Ce mardi 10 janvier, il a annoncé qu’il quittait ses fonctions de gouverneur du Lualaba, en RDC. La fin de deux années de bras-de-fer pour l’ancien ministre de Joseph Kabila.
Il était le dernier des proches de Joseph Kabila à occuper une telle fonction. Après Zoé Kabila, le frère cadet de l’ancien président, en mai 2021, Richard Muyej a cédé à son tour : ce 10 janvier 2023, il a démissionné de son poste de gouverneur du Lualaba (Sud).
En jetant l’éponge, l’ex-ministre de l’Intérieur met fin à deux ans de bras-de-fer, deux ans de calvaire, dit-il en substance. « Je ne pouvais pas quitter Kinshasa, je ne pouvais pas me rendre dans ma province, je n’étais pas payé… Il fallait que cela cesse et que je recouvre ma liberté », confie-t-il à Jeune Afrique.
« Acharnement et ruse »
L’affaire commence en septembre 2021, avec un rapport d’audit de l’Inspection générale des finances (IGF) sur la gestion de la province du Lualaba. L’enquête est accablante pour Richard Muyej, qui dirige la région depuis 2016. Elle le tient pour responsable du détournement de plus de 366 millions de dollars qui devaient être alloués à un projet agricole.
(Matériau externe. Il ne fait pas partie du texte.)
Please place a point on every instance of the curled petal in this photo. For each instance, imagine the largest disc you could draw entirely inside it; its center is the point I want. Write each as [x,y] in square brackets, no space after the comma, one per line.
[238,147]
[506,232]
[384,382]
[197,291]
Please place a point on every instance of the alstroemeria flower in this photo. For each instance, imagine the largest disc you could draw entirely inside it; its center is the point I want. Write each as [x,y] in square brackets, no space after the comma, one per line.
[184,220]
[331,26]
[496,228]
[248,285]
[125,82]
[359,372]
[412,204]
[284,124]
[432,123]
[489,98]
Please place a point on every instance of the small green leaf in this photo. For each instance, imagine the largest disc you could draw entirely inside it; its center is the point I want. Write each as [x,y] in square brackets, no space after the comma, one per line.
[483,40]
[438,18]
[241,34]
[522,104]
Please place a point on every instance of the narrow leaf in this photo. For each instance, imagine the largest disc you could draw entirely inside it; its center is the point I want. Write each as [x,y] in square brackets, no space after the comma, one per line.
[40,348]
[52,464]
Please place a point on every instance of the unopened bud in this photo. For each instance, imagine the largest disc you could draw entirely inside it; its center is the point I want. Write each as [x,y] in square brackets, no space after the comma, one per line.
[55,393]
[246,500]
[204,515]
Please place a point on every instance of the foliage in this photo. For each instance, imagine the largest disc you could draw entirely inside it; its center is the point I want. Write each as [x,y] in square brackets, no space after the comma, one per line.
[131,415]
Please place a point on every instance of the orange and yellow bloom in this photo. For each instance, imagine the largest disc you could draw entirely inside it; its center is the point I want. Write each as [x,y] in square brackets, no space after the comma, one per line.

À cette période, l’homme est absent depuis plusieurs mois : il s’est rendu à Kinshasa puis en Afrique du Sud, officiellement pour des soins. Mais ses proches défendent vigoureusement sa gestion. « Mon honneur et ma probité ont été injustement mis en cause », se défend l’accusé qui parle quant à lui « d’acharnement, de ruse et de trahison ». Cela n’empêche pas l’Assemblée provinciale de le destituer quelques jours après la publication du rapport de l’IGF.
Il faut dire que l’organe vient de revêtir une couleur politique opposée à celle du gouverneur, qui est l’un des fondateurs du Parti du peuple pour la reconstruction et la démocratie (PPRD) de Joseph Kabila. Alors que l’alliance entre l’ancien chef de l’État et son successeur a volé en éclat en 2020, les 22 députés provinciaux du Lualaba affichent désormais leur appartenance à l’Union sacrée, la nouvelle coalition de Félix Tshisekedi. C’est Fifi Masuka Saini, la vice-gouverneur de la province, qui assure de facto l’intérim depuis le début de l’affaire. Mais la destitution n’a pas été prise dans les formes, et la Cour constitutionnelle comme le ministre de l’Intérieur estiment que Richard Muyej reste gouverneur du Lualaba.
Gouverneur fantôme
La partie n’est pourtant pas finie. Depuis l’Afrique du Sud, le gouverneur reçoit plusieurs invitations polies à démissionner. Le poste de gouverneur est stratégique, la fonction convoitée. D’autant que le Lualaba est l’une des provinces les plus riches du pays. Richard Muyej affirme même avoir reçu la visite de Stéphane Kipré, un businessman ivoirien proche de Laurent Gbagbo (il fut marié à l’une des filles de l’ancien président), qui était venu discuter affaires à Kolwezi. Stéphane Kipré a quant a lui toujours démenti avoir effectué cette mission pour le compte du pouvoir congolais.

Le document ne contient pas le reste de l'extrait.